Motoo
Kimura's original arguments in 1968 for the significance
of neutral mutations and random drift were based in part
on the hemoglobin data presented by Zuckerkandl
and Pauling in 1965. In fact in 1971, Tomoko Ohta and
Motoo Kimura asserted that the "remarkable constancy
of the rate of amino acid substitutions in each protein
over a vast period of geologic time constitutes so far the
strongest evidence for the theory (Kimura 1968, King and
Jukes 1969) that the major cause of molecular evolution
is random fixation of selectively neutral or nearly neutral
mutations" (Ohta and Kimura 1971, p. 18). The reason
the constancy provided such strong support is that the neutral
theory provided a mechanism for that constancy--the prediction
of rate constancy followed easily from basic theoretical
commitments of Kimura and the neutralists. According to
the neutralists, the rate per generation of mutant substitutions
in a population (k) is equal to the mutation rate per gamete
(v): k = v.

This
result is derived as follows. In a population of actual
size N, there are 2Nv new mutations produced in the entire
population per generation. Only a certain fraction of these
new mutations will become established in the population--that
is only a certain fraction will reach fixation. Let "u"

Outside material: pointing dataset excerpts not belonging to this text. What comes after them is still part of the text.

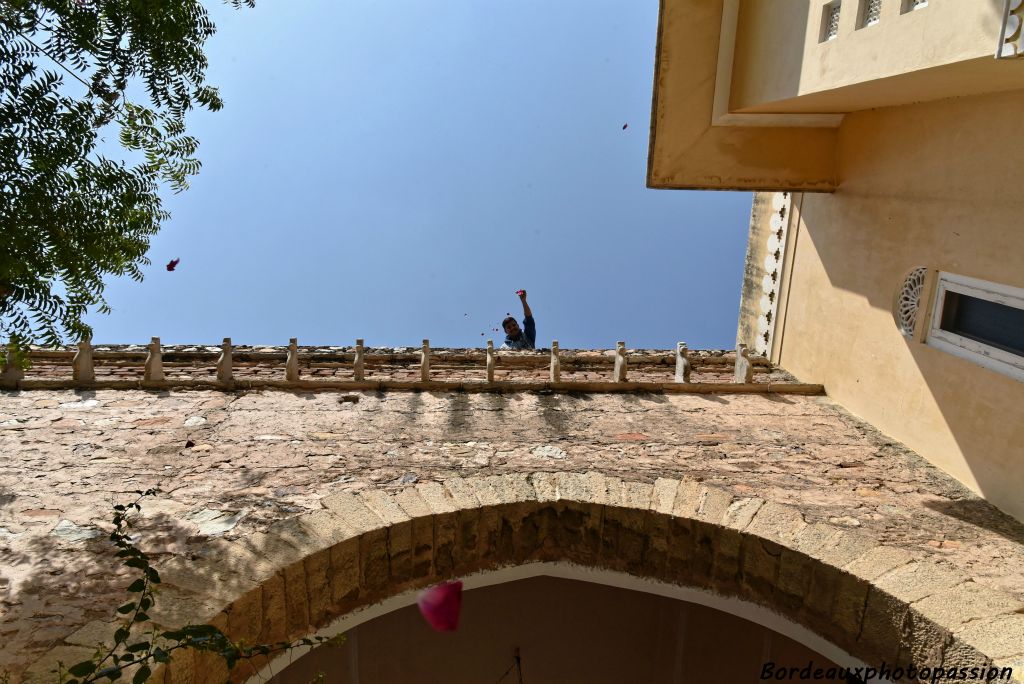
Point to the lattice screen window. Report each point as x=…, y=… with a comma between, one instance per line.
x=829, y=20
x=870, y=12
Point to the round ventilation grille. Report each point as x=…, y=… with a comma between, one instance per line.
x=908, y=300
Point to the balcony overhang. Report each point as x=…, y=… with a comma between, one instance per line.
x=697, y=143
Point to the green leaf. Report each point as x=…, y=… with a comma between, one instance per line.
x=82, y=669
x=141, y=675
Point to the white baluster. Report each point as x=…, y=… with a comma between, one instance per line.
x=556, y=365
x=620, y=371
x=154, y=362
x=683, y=366
x=225, y=362
x=357, y=361
x=292, y=362
x=81, y=367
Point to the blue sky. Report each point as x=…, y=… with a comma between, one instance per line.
x=397, y=170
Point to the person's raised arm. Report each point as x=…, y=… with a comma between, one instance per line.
x=525, y=306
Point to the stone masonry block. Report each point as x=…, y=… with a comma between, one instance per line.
x=848, y=610
x=273, y=627
x=687, y=500
x=574, y=486
x=759, y=568
x=613, y=490
x=794, y=582
x=924, y=641
x=740, y=512
x=44, y=670
x=317, y=567
x=597, y=485
x=353, y=512
x=545, y=485
x=484, y=489
x=637, y=496
x=574, y=533
x=422, y=525
x=624, y=543
x=882, y=628
x=515, y=487
x=815, y=537
x=664, y=495
x=878, y=561
x=1000, y=638
x=915, y=581
x=245, y=616
x=725, y=560
x=374, y=562
x=384, y=506
x=714, y=504
x=680, y=551
x=328, y=526
x=843, y=548
x=656, y=554
x=462, y=494
x=965, y=603
x=776, y=522
x=344, y=575
x=436, y=499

represent he probability that a new mutation will reach
fixation. Then, in Kimura's words, "in a steady state
in which the process of substitution goes on for a very
long time, the rate k of mutant substitution per unit time
is given by the equation k = 2Nvu " (Kimura 1979, p.
108). For selectively neutral mutations, however, the probability
of fixation (u) is equal to 1/(2N), because "any one
of the 2N genes in the population is as likely as any other
to be fixed, and so the probability that the new mutant
will be the lucky one is 1/(2N)" (Kimura 1979, p. 108).
Substituting 1/(2N) for u in equation 2 yields equation
1, k = v. It is important to note here that the rate of
mutant substitution is independent of population size.

The
rate of evolution for selectively advantageous mutants,
in contrast to neutral mutants, is dependent on both population
size and selection pressure. Kimura uses a lengthy derivation
to show that for selectively advantageous mutants the equation
for the rate of evolution is k = 4Nsv (Kimura 1979, p. 110).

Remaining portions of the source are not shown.